Networking Memories: Intelligence for 400G app acceleration and host offload—Part III
Michael Sporer, MoSys
11/1/2012 12:07 PM EDT
Traditional counting implemented directly in high speed SRAM becomes economically infeasible at higher line rates and increased number of flows that need to be tracked. Multiple proposals have been published to implement counters in commodity DRAM but some of these solutions may not address certain performance characteristics:
- Counting every flow rather than sampling
- Continuous counting which requires sufficient bandwidth to read while counting
- Counting both packet count and length:
- Packet count increments by unit value for each packet
- Packet Length requires adding or subtracting an immediate value
The performance of hybrid counter implementations are based on the ratio of SRAM cycle time to DRAM cycle time, the number of DRAM banks, the cache size and the queue length. The baseline implementation references a 100GE flow with one million 64b counters built with 9Mb of on chip SRAM and 1.25Gb/s off-chip DRAM assuming typical access rates for DRAM. Scaling up to a practical implementation results in a linear scale up; ie. A typical 4x100GE [ 4 ports * (Packet + Byte) * (Ingress + Egress) @100GE ] would require 144Mb SRAM and 20Gb/s DRAM bandwidth. Counters require a high access rate of small record sizes. The burst oriented capability of the DRAM architecture is not well suited for the application and requires a significant amount of SRAM capacity when scaling up to higher performance points. For these reasons, it becomes apparent why the fast cycle time of the RLDRAM is more suited for counter applications and even why legacy QDR SRAM continues to be used for counter applications based on its high access rate and low latency capabilities.

The MoSys Bandwidth Engine Macro device, shown in Figure 4, with its onboard accelerators, is capable of atomic fire-forward counter update operations which can increment records wholly internal to the device, reducing the number of memory bus transactions from six down to one, as well as relieving the host of the computations required for the update. It can retire the entire operation in under 20ns, far quicker than any other solution built with external memories. The alternatives require multiple memory bus traversals and host processing. The advanced counter macros on the Bandwidth Engine can be saturated using only 8 SerDes lanes, further reducing the power, pincount and host resources. A comparison of different implementations of a 4x100GE counter servicing 1M flows can be seen in Table 1.

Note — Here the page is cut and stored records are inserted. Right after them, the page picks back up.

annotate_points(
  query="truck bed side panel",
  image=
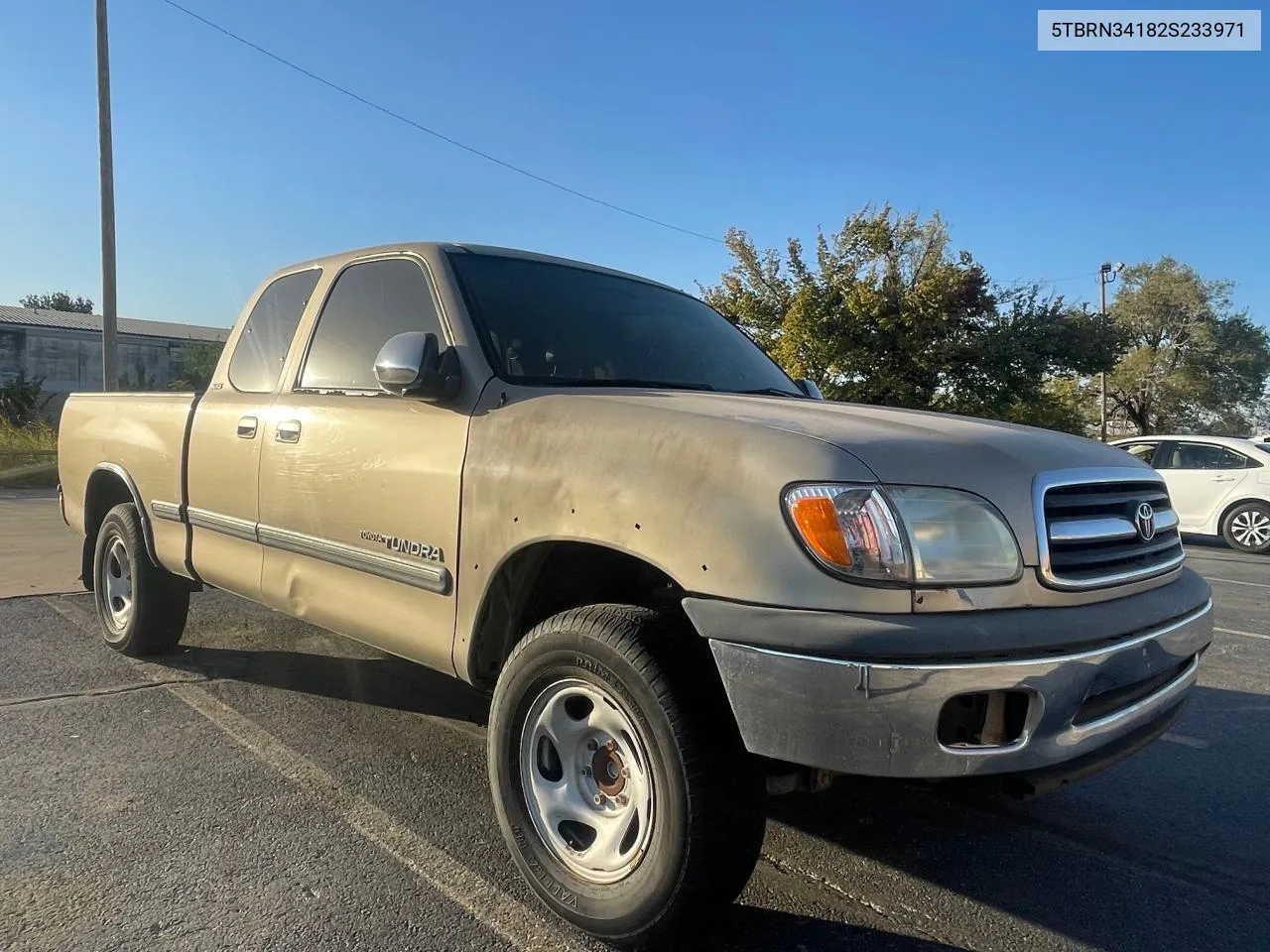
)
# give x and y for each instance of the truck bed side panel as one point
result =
(140, 433)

Not captured in Table 1 is the simplification of the host controller when using the Bandwidth Engine Macro device which relieves the host of counter and ECC operations, as well as the coherency maintenance of transactions in flight in the counter pipeline. By off-loading the entire operation onto the Bandwidth Engine device, the latency becomes immaterial, and the counter rate is only dependent on the internal access rate of the parallel memory array.
What was once easily accomplished with a buffer in the host and an inexpensive DRAM has become challenging as line rates and DRAM performance diverge. As the line rate increases the buffer size needed grows proportionally, making the DRAM/SRAM hybrid solution less attractive for active counter implementations. In Table 1, the large amount of on-die SRAM needed to allow for the use of an inexpensive DRAM is a poor use of limited resources and would drive considerable expense on the host device. Even implementing with the fastest available low latency DRAM requires buffer on the host; using up resources which could be put to better use. Using the MoSys Bandwidth Engine for Statistics application minimizes the total system cost and complexity compared to alternative solutions.
APPLICATION: Two-Rate/Three Color Token Bucket
To satisfy the QoS and SLA contractual obligations the network must support multi-priority, multi-flow traffic and ensure latency, jitter and packet delivery performance for each flow. This requires equipment that includes capabilities shown in Figure 5, such as metering used for policing and a two-stage queuing mechanism used for shaping that ensures predictable performance and creates scheduling “fairness” with better load distribution in the network.

When a packet arrives at the operator network access point it is classified according to the type of traffic which is subsequently used to meter and police on a flow by flow basis. Traffic shaping can also be implemented to smooth out bursts and avoid buffer overruns in downstream equipment. Shaping can be implemented using a single rate bandwidth profile token bucket algorithm, and includes data packet overhead. Packets exceeding the ingress buffer of the downstream equipment are delayed in the upstream equipment until the receiving buffer has the necessary capacity.
Metering at the access point alone is insufficient to avoid congestion through the network. As the packet traverses the network, it will be aggregated onto higher speed links with other data flows. It is essential for policing to be implemented on these higher speed links to ensure end-to-end QoS and avoid draconian congestion control mechanisms. Since the routing occurs on a per hop basis scheduling, metering and policing can occur at multiple nodes along the way to ensure that real time and priority traffic is delivered according to contractual obligations. The operator can meet the bandwidth guarantees by reserving appropriate network resources and employing a two-rate/three-color rate-limitation methodology as part of its traffic engineering policy.